Apesar destes quatro meses de grosseiras violações dos direitos humanos, como estas dramáticas imagens do assassínio do estudante David Vallenilla documentam, o PCP volta a colocar-se ao lado das forças repressoras. Desta vez num comunicado oficial do partido, depois de o jornal Avante! ter publicado um panegírico ao ditador de Caracas que poderia ter sido produzido por qualquer serventuário do próprio Nicolás Maduro.

Esta é a natureza de classe dos comunistas: enalterecem todas as tiranias que tenham como chancela a foice e o martelo e obedeçam ao jugo dos chamados "partidos irmãos". Da despótica China, onde vigora o capitalismo mais impiedoso e brutal, à ilha de Cuba, submetida há seis décadas ao punho de ferro da família Castro, passando pelo demencial totalitarismo norte-coreano, assente num imenso arsenal de guerra.

Uma vez mais, o PCP coloca-se ao lado da rica e poderosa oligarquia venezuelana, corrompida pelas redes do narcotráfico, ignorando a dor concreta dos cidadãos comuns, condenados a viver num país onde faltam os bens mais essenciais apesar de possuir as maiores reservas petrolíferas do planeta. Nenhum partido se atreve a falar tanto em nome do povo enquanto aplaude com tamanho vigor quem silencia e oprime o povo.
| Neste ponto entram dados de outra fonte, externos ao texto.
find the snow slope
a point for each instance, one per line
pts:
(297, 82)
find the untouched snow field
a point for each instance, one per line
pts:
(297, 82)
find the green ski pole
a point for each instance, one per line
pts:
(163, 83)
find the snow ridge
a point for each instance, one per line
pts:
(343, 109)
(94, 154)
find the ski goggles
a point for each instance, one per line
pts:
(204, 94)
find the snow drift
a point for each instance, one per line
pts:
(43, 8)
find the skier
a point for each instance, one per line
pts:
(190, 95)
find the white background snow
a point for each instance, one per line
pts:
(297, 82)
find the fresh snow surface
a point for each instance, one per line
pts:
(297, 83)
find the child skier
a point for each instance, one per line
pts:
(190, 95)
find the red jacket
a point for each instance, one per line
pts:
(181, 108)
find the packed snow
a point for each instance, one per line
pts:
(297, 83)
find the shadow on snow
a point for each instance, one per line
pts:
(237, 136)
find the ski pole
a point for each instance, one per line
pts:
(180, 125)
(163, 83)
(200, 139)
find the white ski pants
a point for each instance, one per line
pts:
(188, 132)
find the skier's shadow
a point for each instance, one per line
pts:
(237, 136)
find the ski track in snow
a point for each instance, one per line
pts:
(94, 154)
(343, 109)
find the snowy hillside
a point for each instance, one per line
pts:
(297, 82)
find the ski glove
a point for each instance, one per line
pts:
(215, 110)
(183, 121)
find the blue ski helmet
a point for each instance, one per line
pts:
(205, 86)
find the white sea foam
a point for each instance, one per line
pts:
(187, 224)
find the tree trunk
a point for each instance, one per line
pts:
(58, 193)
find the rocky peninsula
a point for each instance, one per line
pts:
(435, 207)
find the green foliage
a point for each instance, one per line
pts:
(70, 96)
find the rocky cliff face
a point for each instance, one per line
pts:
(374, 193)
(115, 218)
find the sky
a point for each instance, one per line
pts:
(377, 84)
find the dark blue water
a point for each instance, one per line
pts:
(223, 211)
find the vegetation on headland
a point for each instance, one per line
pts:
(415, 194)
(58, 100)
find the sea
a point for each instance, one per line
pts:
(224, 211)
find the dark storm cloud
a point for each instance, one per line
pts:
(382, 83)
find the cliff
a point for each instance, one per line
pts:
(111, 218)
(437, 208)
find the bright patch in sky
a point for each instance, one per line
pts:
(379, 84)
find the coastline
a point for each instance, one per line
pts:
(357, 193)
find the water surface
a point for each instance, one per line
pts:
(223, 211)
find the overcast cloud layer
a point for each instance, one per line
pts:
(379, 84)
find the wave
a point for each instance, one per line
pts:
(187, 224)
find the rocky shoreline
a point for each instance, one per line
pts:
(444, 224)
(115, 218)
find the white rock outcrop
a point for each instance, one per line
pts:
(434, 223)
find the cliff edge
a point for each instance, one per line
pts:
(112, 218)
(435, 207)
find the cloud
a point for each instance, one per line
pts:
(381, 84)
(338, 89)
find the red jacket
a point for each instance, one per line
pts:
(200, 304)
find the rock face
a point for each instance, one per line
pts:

David José Vallenilla tinha 22 anos e manifestava-se em defesa da liberdade severamente reprimida na Venezuela. Faltavam-lhe escassas semanas para obter o diploma de Enfemagem. Foi abatido a sangue-frio a 22 de Junho, à queima-roupa, por um dos esbirros fardados de Maduro. Como se tivesse sido condenado a um pelotão de fuzilamento.

Custa-me acreditar que imagens como estas não causem sequer um leve sobressalto de indignação aos militantes e simpatizantes do PCP.